Boomkat Product Review:
Diskotopia’s Greeen Linez realign for the first time in four years with the billowing yacht rock synth pads, sleazy electro-funk, sultry disco and vaporous ambient romantic scenes in their 4th album ‘Strange Energy’. By far their plushest and most developed long player to date, primed for your nanoscopic flat in Tokyo/London/Scarborough
“This the first proper new material from Matt Lyne and Chris Greenberg’s Greeen Linez project in over 4 years. For an extensive period of time following 2015’s The Calm LP, adjusting to shifting life events took them away from working together on music, but the Cambridge/Tokyo duo returned to writing and producing with renewed motivation in 2018.
The intervening years between albums, and the changes these brought, both for the duo personally and for the world in general, have left their mark on the music that makes up Strange Energy. Largely absent this time are the high-gloss city pop and euphoric rave influences of many of their best-known productions. In their place comes a more honest and mature sound, in conjunction with a return to the spare, nocturnal atmospherics of early tracks such as Moonlight Affair and City Cell; whilst the lingering sense of sadness and loss that always hovered over the duo’s previous music, even at its most ecstatic points, comes to the fore on this album. By allying this more sombre direction to a mechanistic Eurobeat pulse, Greeen Linez aimed to convey a new sense of resolution, reflecting both the oppressive weight of anxiety and the seeming futility that modern life exerts on individuals; along with the personal struggle to cope with and combat this reality.

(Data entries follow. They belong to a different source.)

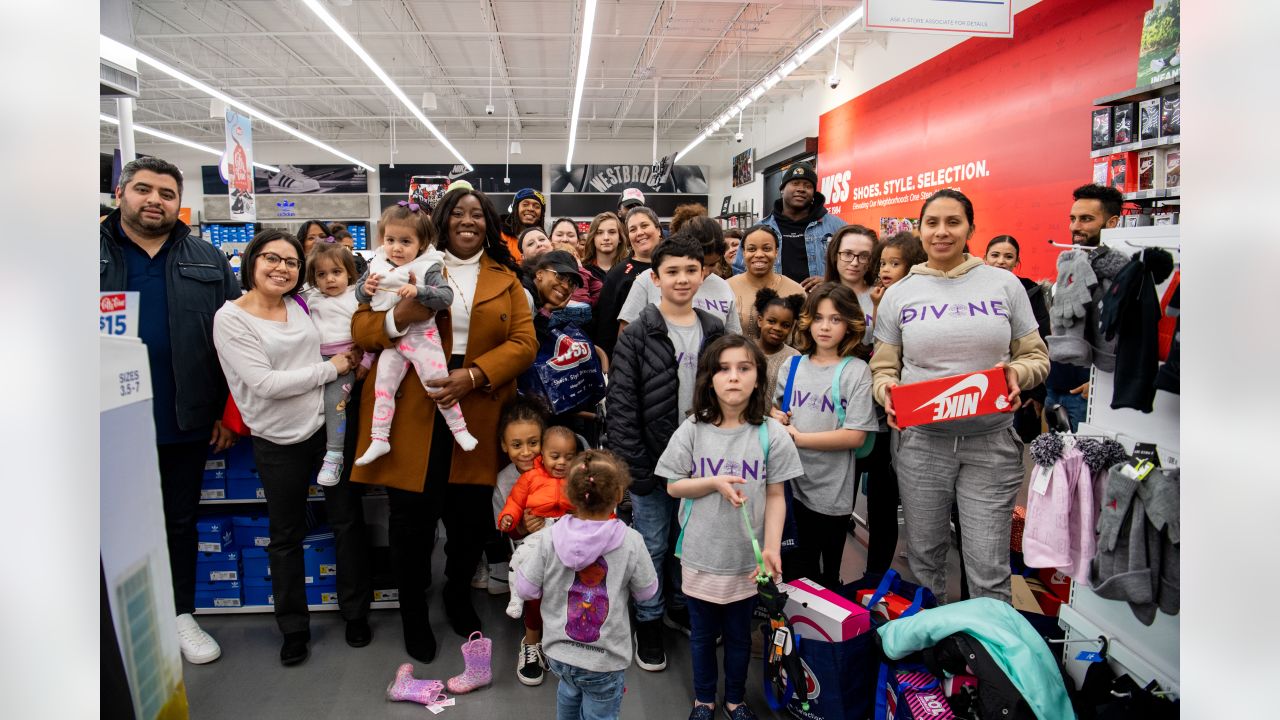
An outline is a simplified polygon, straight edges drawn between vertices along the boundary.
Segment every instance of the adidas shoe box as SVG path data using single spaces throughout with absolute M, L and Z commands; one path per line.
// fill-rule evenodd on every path
M 243 602 L 237 580 L 196 580 L 196 607 L 241 607 Z
M 196 523 L 196 550 L 198 552 L 223 552 L 234 543 L 230 518 L 209 516 Z
M 223 552 L 200 552 L 196 555 L 196 580 L 219 582 L 238 580 L 239 551 L 234 547 Z
M 237 515 L 232 518 L 232 532 L 241 548 L 266 547 L 271 542 L 266 518 Z

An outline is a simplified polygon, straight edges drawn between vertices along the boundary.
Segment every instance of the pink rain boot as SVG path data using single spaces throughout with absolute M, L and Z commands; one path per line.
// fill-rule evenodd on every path
M 396 679 L 387 685 L 387 700 L 394 702 L 417 702 L 435 705 L 444 698 L 444 683 L 439 680 L 419 680 L 413 676 L 413 666 L 406 662 L 396 670 Z
M 466 670 L 449 678 L 449 692 L 453 694 L 477 691 L 493 682 L 493 641 L 480 630 L 471 633 L 462 643 L 462 662 Z

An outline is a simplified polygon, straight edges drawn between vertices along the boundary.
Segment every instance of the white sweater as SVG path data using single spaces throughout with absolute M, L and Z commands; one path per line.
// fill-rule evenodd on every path
M 294 445 L 324 425 L 324 384 L 338 378 L 320 360 L 320 333 L 302 306 L 284 300 L 284 323 L 228 301 L 214 315 L 214 347 L 244 424 L 256 437 Z

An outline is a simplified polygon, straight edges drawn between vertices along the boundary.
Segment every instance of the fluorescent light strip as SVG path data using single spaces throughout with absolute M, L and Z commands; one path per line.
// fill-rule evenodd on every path
M 356 38 L 352 37 L 349 32 L 347 32 L 347 28 L 342 27 L 342 24 L 338 22 L 337 18 L 330 15 L 329 12 L 325 10 L 324 6 L 320 5 L 317 0 L 302 0 L 302 4 L 306 5 L 308 10 L 315 13 L 316 17 L 324 22 L 324 24 L 329 26 L 329 29 L 332 29 L 334 35 L 337 35 L 343 42 L 346 42 L 347 47 L 351 47 L 351 51 L 355 53 L 357 58 L 364 60 L 365 65 L 367 65 L 369 69 L 372 70 L 375 76 L 378 76 L 378 79 L 383 81 L 383 85 L 387 86 L 387 90 L 390 90 L 392 95 L 394 95 L 396 99 L 399 100 L 402 105 L 408 108 L 408 111 L 415 118 L 417 118 L 417 122 L 422 123 L 422 126 L 425 126 L 426 129 L 431 131 L 431 135 L 435 136 L 435 140 L 439 140 L 440 143 L 444 145 L 444 147 L 448 149 L 448 151 L 452 152 L 453 156 L 458 159 L 458 163 L 466 165 L 467 170 L 475 169 L 475 167 L 472 167 L 471 163 L 467 163 L 467 159 L 463 158 L 461 152 L 458 152 L 458 149 L 453 147 L 449 140 L 444 137 L 444 133 L 440 132 L 439 128 L 436 128 L 435 124 L 431 123 L 431 120 L 426 119 L 426 115 L 422 114 L 422 110 L 419 110 L 417 105 L 410 101 L 408 96 L 404 95 L 404 91 L 401 90 L 398 85 L 396 85 L 396 81 L 393 81 L 390 76 L 388 76 L 387 72 L 383 70 L 383 68 L 374 60 L 374 58 L 369 53 L 366 53 L 365 49 L 361 47 L 358 42 L 356 42 Z
M 113 126 L 120 124 L 120 120 L 118 120 L 116 118 L 113 118 L 111 115 L 105 115 L 105 114 L 101 114 L 101 113 L 99 113 L 97 119 L 102 120 L 104 123 L 110 123 Z M 210 147 L 207 145 L 201 145 L 198 142 L 192 142 L 192 141 L 189 141 L 189 140 L 187 140 L 184 137 L 178 137 L 177 135 L 169 135 L 166 132 L 160 132 L 157 129 L 152 129 L 152 128 L 148 128 L 146 126 L 134 124 L 133 126 L 133 132 L 141 132 L 142 135 L 150 135 L 151 137 L 159 137 L 160 140 L 164 140 L 166 142 L 175 142 L 178 145 L 186 145 L 187 147 L 191 147 L 192 150 L 200 150 L 201 152 L 209 152 L 210 155 L 218 155 L 219 158 L 223 156 L 223 151 L 221 150 L 215 150 L 215 149 L 212 149 L 212 147 Z M 253 167 L 255 168 L 262 168 L 264 170 L 270 170 L 273 173 L 280 172 L 280 168 L 276 168 L 275 165 L 268 165 L 265 163 L 253 163 Z
M 586 82 L 586 60 L 591 54 L 591 27 L 595 26 L 595 0 L 585 0 L 582 13 L 582 42 L 577 54 L 577 79 L 573 83 L 573 114 L 568 122 L 568 155 L 564 156 L 564 170 L 573 169 L 573 143 L 577 141 L 577 117 L 582 109 L 582 83 Z
M 172 65 L 169 65 L 166 63 L 163 63 L 163 61 L 160 61 L 160 60 L 157 60 L 157 59 L 147 55 L 146 53 L 142 53 L 142 51 L 140 51 L 140 50 L 137 50 L 134 47 L 129 47 L 128 45 L 123 45 L 120 42 L 116 42 L 115 40 L 111 40 L 110 37 L 108 37 L 105 35 L 100 35 L 99 36 L 99 42 L 102 44 L 102 45 L 111 45 L 111 46 L 118 47 L 118 49 L 124 49 L 128 53 L 133 54 L 138 60 L 141 60 L 141 61 L 151 65 L 152 68 L 163 72 L 164 74 L 166 74 L 166 76 L 169 76 L 169 77 L 172 77 L 172 78 L 174 78 L 174 79 L 177 79 L 179 82 L 184 82 L 184 83 L 189 85 L 191 87 L 195 87 L 196 90 L 204 92 L 205 95 L 209 95 L 210 97 L 216 97 L 218 100 L 221 100 L 223 102 L 230 105 L 232 108 L 236 108 L 237 110 L 241 110 L 246 115 L 252 115 L 253 118 L 257 118 L 259 120 L 261 120 L 261 122 L 264 122 L 264 123 L 266 123 L 266 124 L 269 124 L 269 126 L 271 126 L 271 127 L 274 127 L 276 129 L 284 131 L 284 132 L 292 135 L 293 137 L 296 137 L 296 138 L 298 138 L 298 140 L 301 140 L 303 142 L 310 142 L 311 145 L 315 145 L 316 147 L 324 150 L 325 152 L 332 152 L 332 154 L 337 155 L 338 158 L 342 158 L 343 160 L 347 160 L 348 163 L 352 163 L 355 165 L 360 165 L 361 168 L 365 168 L 370 173 L 376 173 L 378 172 L 378 168 L 370 165 L 369 163 L 361 163 L 360 160 L 352 158 L 351 155 L 347 155 L 346 152 L 338 150 L 337 147 L 333 147 L 330 145 L 325 145 L 324 142 L 320 142 L 319 140 L 311 137 L 310 135 L 307 135 L 307 133 L 305 133 L 305 132 L 302 132 L 302 131 L 300 131 L 297 128 L 293 128 L 291 126 L 287 126 L 287 124 L 282 123 L 280 120 L 273 118 L 271 115 L 268 115 L 268 114 L 262 113 L 257 108 L 253 108 L 252 105 L 248 105 L 246 102 L 236 100 L 234 97 L 232 97 L 230 95 L 227 95 L 225 92 L 221 92 L 220 90 L 215 90 L 211 86 L 209 86 L 209 85 L 206 85 L 204 82 L 200 82 L 198 79 L 188 76 L 187 73 L 179 70 L 178 68 L 174 68 L 174 67 L 172 67 Z M 101 51 L 100 51 L 100 54 L 101 54 Z
M 808 44 L 797 47 L 795 53 L 787 56 L 787 59 L 782 60 L 782 63 L 776 69 L 767 73 L 764 76 L 764 79 L 755 83 L 754 86 L 748 88 L 741 96 L 739 96 L 733 101 L 733 104 L 730 105 L 730 108 L 724 110 L 723 114 L 721 114 L 710 124 L 708 124 L 707 129 L 700 132 L 698 137 L 692 140 L 692 142 L 690 142 L 689 145 L 685 146 L 684 150 L 677 152 L 675 161 L 678 163 L 681 158 L 689 155 L 690 150 L 698 147 L 698 145 L 701 143 L 701 141 L 714 135 L 716 131 L 718 131 L 719 128 L 727 126 L 728 122 L 732 120 L 735 117 L 740 115 L 742 110 L 746 109 L 748 105 L 750 105 L 755 100 L 759 100 L 765 92 L 773 88 L 773 86 L 782 82 L 782 78 L 794 73 L 796 69 L 800 68 L 800 65 L 805 64 L 805 61 L 809 58 L 817 55 L 819 50 L 832 44 L 837 37 L 844 35 L 845 31 L 861 22 L 861 19 L 863 19 L 863 8 L 858 8 L 852 13 L 849 13 L 849 15 L 846 15 L 845 19 L 822 31 L 818 35 L 818 37 L 814 37 Z M 572 145 L 570 145 L 570 149 L 572 149 Z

Despite these changes in sound and approach, Strange Energy actually begins right where The Calm left off - opening with a sequel to the earlier album’s heart-tugging closer Blue Tomorrow, amplifying even further that track’s sweeping, downcast romanticism. From there Strange Energy travels through gauzy electro, swirling raincoat rock, shuffling subterranean pop and windswept Balearica, before climaxing with the epic one-two punch of Beneath Lake Noir’s hypnotic Berlin School sequences and the stratospheric Frankfurt-via-Rimini title track. Following this peak of intensity, the album ends with something of a return to the breezy earlier Greeen Linez sound that fans of Things That Fade and Izu King Street will hopefully embrace. These wistful final two tracks offer a glimmer of hope amidst the dystopian melancholy that characterises the Strange Energy LP as a whole.”